4. Clinical effectiveness assessment in HTA: Seeking Information

1. Clinical effectiveness assessment in HTA

1.1. Seeking Information

HTA bodies use clinical information to estimate what health outcomes patients might experience when taking a new medicine. First, though, they must decide how they will gather the information. There are three different ways HTA bodies might obtain clinical information on new medicines:

1. reviewing existing information on the medicine’s performance,

2. conducting a study (e.g., pharmacoepidemiologic)to gather information and evaluate the performance of the medicine in a real-world setting, or

3. asking clinicians and patients (‘experts’) what their experience was in relation to their expectations with the medicine (e.g. surveys).

HTA bodies often use a combination of these approaches. For example:

They might use information from the medicine’s marketing authorisation holder (MAH) to conduct their own independent reviews and analyses.
When information is missing, expert opinion may be required – for example, to find out whether changes in short-term outcomes (such as lowering cholesterol) might be used to predict changes in longer-term outcomes (such as avoiding hospitalisation).

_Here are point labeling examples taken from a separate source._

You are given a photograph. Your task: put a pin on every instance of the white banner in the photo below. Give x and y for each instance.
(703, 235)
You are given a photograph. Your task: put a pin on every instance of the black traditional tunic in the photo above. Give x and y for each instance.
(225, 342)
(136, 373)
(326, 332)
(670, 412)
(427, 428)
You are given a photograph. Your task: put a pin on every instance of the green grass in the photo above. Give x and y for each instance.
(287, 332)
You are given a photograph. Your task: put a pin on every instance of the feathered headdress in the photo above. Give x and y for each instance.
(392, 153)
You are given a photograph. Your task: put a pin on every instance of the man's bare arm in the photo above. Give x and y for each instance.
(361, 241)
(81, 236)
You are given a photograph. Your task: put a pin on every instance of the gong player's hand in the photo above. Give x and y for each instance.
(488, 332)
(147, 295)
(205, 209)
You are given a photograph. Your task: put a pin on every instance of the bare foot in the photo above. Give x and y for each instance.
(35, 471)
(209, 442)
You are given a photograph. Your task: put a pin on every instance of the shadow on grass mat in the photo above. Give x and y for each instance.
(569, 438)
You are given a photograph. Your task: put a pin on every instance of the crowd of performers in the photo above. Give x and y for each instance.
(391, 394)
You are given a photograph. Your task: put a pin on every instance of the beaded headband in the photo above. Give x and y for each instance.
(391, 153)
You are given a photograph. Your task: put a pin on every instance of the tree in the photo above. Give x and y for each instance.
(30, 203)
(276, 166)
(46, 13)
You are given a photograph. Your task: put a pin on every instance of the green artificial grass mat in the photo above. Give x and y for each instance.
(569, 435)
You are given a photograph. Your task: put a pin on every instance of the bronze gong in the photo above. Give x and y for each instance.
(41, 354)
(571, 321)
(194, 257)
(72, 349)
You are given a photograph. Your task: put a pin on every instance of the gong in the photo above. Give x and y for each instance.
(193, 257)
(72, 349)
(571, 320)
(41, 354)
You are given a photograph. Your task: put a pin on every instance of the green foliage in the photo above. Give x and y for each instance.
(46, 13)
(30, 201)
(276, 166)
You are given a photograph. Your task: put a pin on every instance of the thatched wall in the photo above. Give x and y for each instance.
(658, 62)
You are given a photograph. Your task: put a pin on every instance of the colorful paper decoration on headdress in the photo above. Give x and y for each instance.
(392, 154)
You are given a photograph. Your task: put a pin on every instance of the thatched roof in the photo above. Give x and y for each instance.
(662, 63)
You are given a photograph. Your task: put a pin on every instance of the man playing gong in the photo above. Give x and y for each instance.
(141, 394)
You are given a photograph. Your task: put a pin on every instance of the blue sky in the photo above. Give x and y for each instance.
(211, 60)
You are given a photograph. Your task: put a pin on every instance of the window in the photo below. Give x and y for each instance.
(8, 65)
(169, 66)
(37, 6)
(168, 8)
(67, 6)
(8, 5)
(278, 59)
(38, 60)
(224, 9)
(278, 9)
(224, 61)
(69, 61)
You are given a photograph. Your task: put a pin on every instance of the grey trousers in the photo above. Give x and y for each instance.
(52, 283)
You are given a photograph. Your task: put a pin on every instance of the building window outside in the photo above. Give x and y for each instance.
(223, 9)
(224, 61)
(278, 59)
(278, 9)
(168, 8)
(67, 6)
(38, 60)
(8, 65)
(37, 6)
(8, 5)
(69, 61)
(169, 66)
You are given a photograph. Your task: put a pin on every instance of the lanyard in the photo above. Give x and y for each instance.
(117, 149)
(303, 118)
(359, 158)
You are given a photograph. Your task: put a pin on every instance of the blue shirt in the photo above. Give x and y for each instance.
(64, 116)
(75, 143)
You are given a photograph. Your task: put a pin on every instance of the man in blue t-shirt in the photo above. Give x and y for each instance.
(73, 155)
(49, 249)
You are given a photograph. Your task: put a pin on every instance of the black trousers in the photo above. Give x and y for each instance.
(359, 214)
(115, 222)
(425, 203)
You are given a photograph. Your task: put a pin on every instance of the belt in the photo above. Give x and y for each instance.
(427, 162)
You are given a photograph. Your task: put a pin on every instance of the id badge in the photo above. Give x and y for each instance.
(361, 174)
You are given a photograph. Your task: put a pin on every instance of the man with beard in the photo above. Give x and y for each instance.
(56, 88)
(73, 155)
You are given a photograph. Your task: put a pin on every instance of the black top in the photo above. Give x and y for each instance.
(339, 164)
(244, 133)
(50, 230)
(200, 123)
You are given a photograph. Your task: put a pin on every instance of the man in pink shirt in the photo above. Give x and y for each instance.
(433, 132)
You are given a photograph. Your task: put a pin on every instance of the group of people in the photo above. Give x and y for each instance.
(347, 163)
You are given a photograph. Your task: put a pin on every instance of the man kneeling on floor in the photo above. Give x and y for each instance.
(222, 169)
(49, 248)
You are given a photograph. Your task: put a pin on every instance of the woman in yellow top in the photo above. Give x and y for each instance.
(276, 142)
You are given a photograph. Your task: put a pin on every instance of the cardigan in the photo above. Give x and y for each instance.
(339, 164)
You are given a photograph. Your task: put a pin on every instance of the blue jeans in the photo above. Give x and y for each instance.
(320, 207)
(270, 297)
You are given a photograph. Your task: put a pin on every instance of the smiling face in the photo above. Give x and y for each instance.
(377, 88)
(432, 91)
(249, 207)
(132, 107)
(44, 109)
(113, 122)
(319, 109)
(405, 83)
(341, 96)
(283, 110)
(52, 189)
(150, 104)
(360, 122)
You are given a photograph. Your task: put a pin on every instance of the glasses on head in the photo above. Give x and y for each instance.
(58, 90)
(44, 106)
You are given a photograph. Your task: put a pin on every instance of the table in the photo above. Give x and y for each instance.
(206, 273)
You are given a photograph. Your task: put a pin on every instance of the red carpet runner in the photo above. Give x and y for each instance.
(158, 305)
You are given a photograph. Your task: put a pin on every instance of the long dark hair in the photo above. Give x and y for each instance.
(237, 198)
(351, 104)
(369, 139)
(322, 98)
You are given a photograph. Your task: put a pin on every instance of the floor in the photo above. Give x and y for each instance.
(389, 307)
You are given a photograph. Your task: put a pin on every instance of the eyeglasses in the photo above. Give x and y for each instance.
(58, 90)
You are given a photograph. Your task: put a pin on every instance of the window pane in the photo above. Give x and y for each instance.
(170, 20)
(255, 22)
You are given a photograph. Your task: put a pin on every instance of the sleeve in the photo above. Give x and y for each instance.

New clinical trials are rarely commissioned, because the time required to set up and have a trial approved is typically too long and the costs may be prohibitive. More often, pharmacoepidemiological studies are more practical in terms of design, expenses and time required. In some cases, the decision-makers have allowed a medicine to be reimbursed conditionally, based on the collection of further information (this would be similar to regulatory authorities granting a conditional marketing authorisation requiring further information to be gathered). The risk of poorer-than-expected performance of a new medicine in a real world setting can then be shared between the MAH and payer(s) through price negotiation mechanisms or other changes to the conditions associated with reimbursed access (such as further restrictions on the patient population eligible to receive reimbursed access) while patients are given immediate access.